Neben Leinwand, Pinseln, Farben und Tusche gibt es im hellen und praktisch eingerichteten Atelier von Snüs A. Voegelin an der Rössligasse 59 in Riehen noch andere für seine Arbeit unverzichtbare Gegenstände: eine Steroanlage, eine umfangreiche CD-Sammlung, die sowohl klassische Musik als auch Jazz, Rock und Neue Musik beinhaltet, und zahlreiche Bücher: Kunstbände, Lyrik, theoretische Schriften.

Auf dem Tisch, an dem der Künstler den Gast zum Espresso empfängt, liegt die Biografie des venezianischen Komponisten Luigi Nono (1924-1990).
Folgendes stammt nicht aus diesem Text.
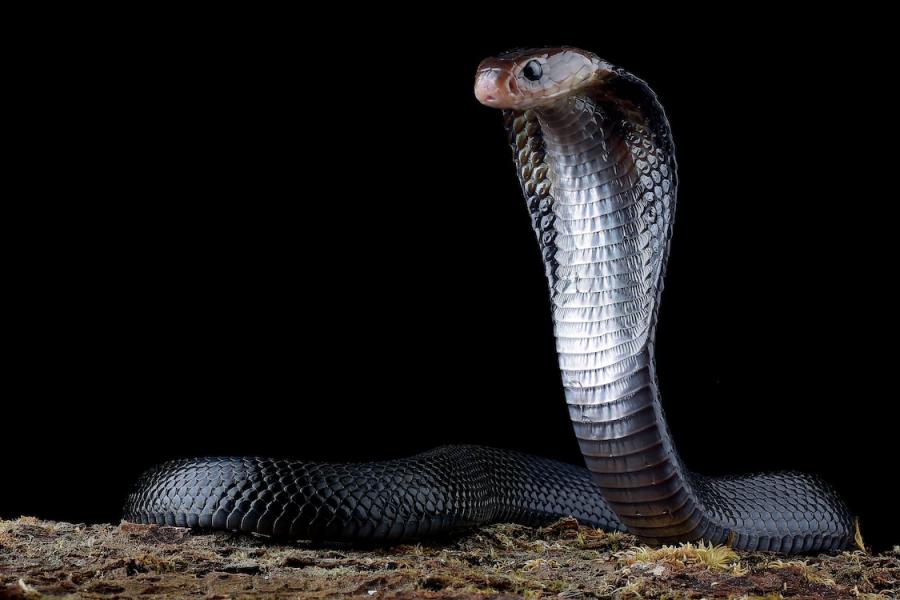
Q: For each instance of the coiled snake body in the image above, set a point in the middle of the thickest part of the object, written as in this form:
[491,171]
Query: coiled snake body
[595,159]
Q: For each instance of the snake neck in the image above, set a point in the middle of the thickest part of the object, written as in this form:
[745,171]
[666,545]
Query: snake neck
[599,177]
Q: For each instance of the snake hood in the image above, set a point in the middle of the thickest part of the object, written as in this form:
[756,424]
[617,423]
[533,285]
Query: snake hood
[595,159]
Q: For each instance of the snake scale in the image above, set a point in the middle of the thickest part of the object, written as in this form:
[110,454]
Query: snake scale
[594,154]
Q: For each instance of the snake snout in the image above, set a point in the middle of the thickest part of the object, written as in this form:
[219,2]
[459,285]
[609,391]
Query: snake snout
[494,87]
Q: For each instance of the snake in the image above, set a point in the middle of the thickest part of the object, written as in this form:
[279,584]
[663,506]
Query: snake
[595,160]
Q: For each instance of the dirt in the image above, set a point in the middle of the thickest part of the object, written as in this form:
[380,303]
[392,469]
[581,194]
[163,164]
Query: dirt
[54,559]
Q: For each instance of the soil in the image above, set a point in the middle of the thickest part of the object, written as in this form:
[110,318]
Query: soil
[54,559]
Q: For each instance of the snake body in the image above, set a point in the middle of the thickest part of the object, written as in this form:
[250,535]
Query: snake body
[595,159]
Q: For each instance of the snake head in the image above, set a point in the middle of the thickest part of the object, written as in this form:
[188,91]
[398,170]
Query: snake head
[524,79]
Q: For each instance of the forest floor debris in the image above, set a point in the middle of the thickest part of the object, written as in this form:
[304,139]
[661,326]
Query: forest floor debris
[41,559]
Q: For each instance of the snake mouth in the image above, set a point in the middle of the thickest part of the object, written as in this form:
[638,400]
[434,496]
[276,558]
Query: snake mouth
[526,79]
[494,87]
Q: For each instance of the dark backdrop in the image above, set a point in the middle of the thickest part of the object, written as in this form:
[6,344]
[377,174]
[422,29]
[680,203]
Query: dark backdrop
[224,240]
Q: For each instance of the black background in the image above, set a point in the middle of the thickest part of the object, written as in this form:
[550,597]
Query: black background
[225,238]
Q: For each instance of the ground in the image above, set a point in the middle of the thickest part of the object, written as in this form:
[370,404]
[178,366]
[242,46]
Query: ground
[53,559]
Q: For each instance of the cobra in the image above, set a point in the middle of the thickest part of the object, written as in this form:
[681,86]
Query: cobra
[594,155]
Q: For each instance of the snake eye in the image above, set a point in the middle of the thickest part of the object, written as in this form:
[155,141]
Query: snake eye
[532,70]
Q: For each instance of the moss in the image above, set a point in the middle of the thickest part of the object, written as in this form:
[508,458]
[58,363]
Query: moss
[561,560]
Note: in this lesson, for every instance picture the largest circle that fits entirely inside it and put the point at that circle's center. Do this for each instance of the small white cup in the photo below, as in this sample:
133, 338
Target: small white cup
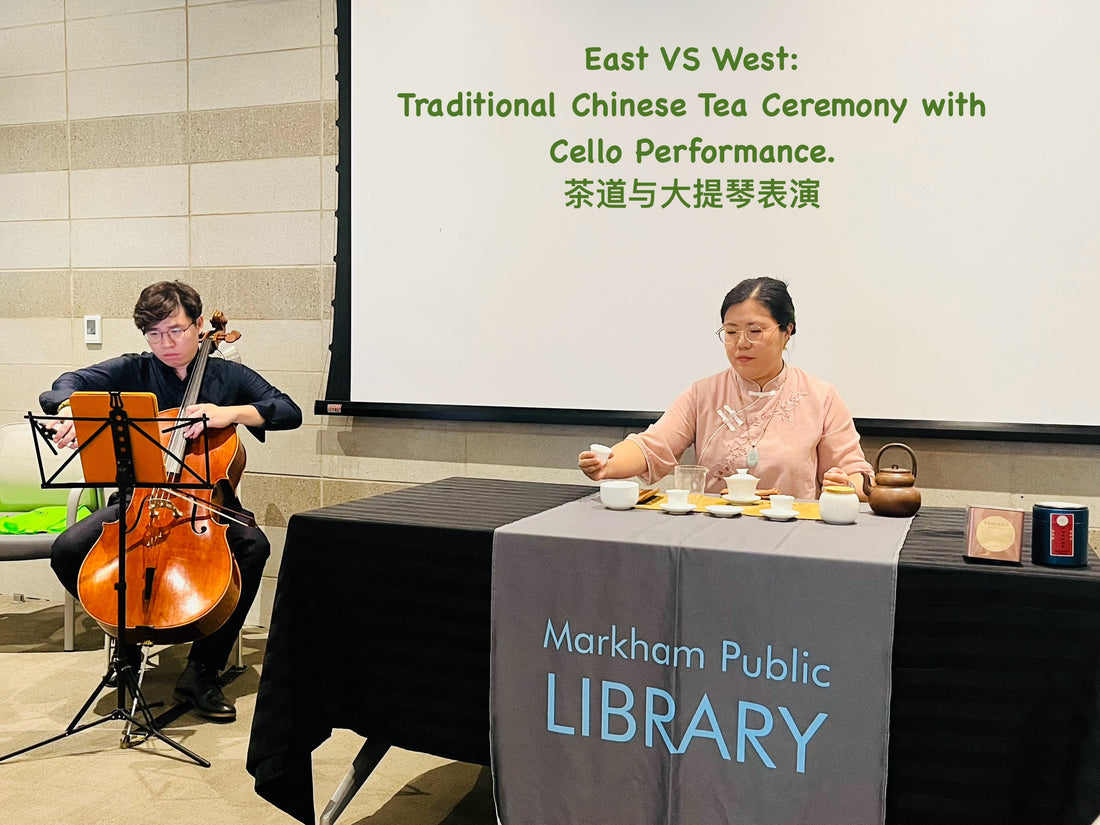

Ausgewählte Textpassagen sind mit Leuchtstift angestrichen, Post-it-Zettel markieren wichtige Kapitel. Den Inspirationsquellen seiner Arbeit, in den letzten Jahren hauptsächlich Werke zeitgenössischer Komponisten, nähert sich Voegelin wie ein Forscher an. Er spürt sämtliches verfügbare Material dazu auf, lässt das Gehörte, Gesehene und Gelesene auf sich einwirken. Daraus entsteht das Fundament, auf dem er seine eigene Arbeit aufbaut. Dieser Prozess läuft einerseits sehr gezielt, anderseits aber auch intuitiv ab. Was für die eigene Arbeit prägend wird, kristallisiert sich erst im Lauf des Sammeins heraus. Tragend ist das Interesse an einer Komposition, am Zusammenspiel von Text und Musik, an der Stimmung, die sie im Hörer auslöst. Die Bandbreite an Musik, die er in Bilder übersetzt, ist gross.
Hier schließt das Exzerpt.